Zitterpartie um den Einzug ins Parlament

Kurz nach der Schließung der Wahllokale hatte der 43-Jährige noch unter der 22-Prozent-Marke gelegen, drei Stunden später waren an einem nervenaufreibenden Abend 25,2 Prozent erreicht. Das bedeutet, dass der für seine engagierte Wahlkreisarbeit durchaus auch von politischen Gegnern respektierte Abgeordnete den WK 15 auch weiter im Landtag vertreten darf. „Als Schwabe würde man sagen: Er hat nicht alles falsch gemacht“, dankte Lorek seinen Unterstützern für einen guten Wahlkampf.

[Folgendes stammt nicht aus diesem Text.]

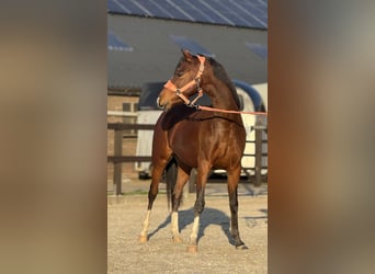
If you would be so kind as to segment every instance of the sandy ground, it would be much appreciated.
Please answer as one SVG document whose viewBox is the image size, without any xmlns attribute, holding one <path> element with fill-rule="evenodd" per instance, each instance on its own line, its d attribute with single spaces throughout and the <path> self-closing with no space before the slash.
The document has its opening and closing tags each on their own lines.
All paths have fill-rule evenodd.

Die Verluste seiner Partei führt der CDU-Mann auf das Corona-Management der Bundesregierung, aber auch auf die Wahl von Kultusministerin Susanne Eisenmann als Spitzenkandidatin zurück. Lokal habe ihm die Kandidatur von Peter Treiber zugesetzt, der für die Freien Wähler am Sonntag fast fünf Prozent holte – Stimmen, die Lorek fehlten.

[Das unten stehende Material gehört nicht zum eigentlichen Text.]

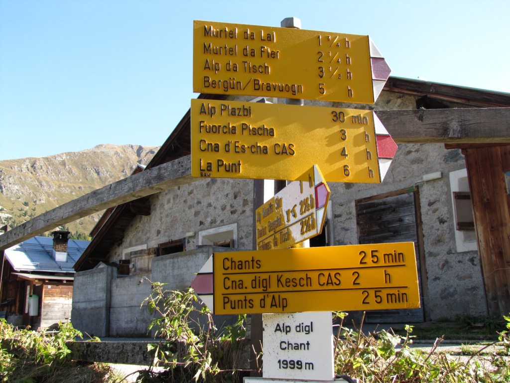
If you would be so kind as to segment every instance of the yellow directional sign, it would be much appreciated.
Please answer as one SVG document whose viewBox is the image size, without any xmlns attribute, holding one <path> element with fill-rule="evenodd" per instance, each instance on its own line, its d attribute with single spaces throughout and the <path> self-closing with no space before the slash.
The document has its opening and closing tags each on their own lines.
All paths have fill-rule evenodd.
<svg viewBox="0 0 510 383">
<path fill-rule="evenodd" d="M 194 177 L 382 182 L 397 145 L 370 110 L 191 100 Z"/>
<path fill-rule="evenodd" d="M 191 285 L 216 314 L 420 307 L 412 242 L 216 253 Z"/>
<path fill-rule="evenodd" d="M 391 70 L 368 36 L 193 22 L 193 91 L 373 104 Z"/>
<path fill-rule="evenodd" d="M 314 165 L 255 212 L 259 250 L 286 249 L 321 233 L 329 188 Z"/>
</svg>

Liberale Goll fühlt sich als Wahlsiegerin, SPD-Frau Mack ist enttäuscht

Keine Zitterpartie erlebte Julia Goll. Die Richterin und Ehefrau des bisherigen FDP-Abgeordneten Ulrich Goll („Wir sitzen hier in der Großfamilie und feiern“) freute sich über ein „landesweit sehr gutes Ergebnis“ und sprach von einem „klaren Wahlsieg für die Liberalen“. Auch aus Sicht der fünffachen Mutter übrigens habe die Kandidatur des Schmidener Landwirts Peter Treiber sie Stimmen gekostet – dennoch sah es am Abend so aus, als ob Julia Goll mit 13,3 Prozent einen Platz im Landtag bekommt.

Enttäuscht äußerte sich Sybille Mack über das Wahlergebnis – parteiintern wie persönlich. „Es sind erneut relativ viele Stimmen an viele kleinere Gruppierungen gegangen“, beklagte sie. 10,9 Prozent hat die Betriebswirtin aus Fellbach am Sonntag erreicht. Einziger Trost für Mack, dass sie beim Minimalziel, wenigstens vor der AfD zu landen, ein Erfolgserlebnis hatte: Kandidat Marc Maier holte am Sonntag gerade mal 8,1 Prozent der Stimmen.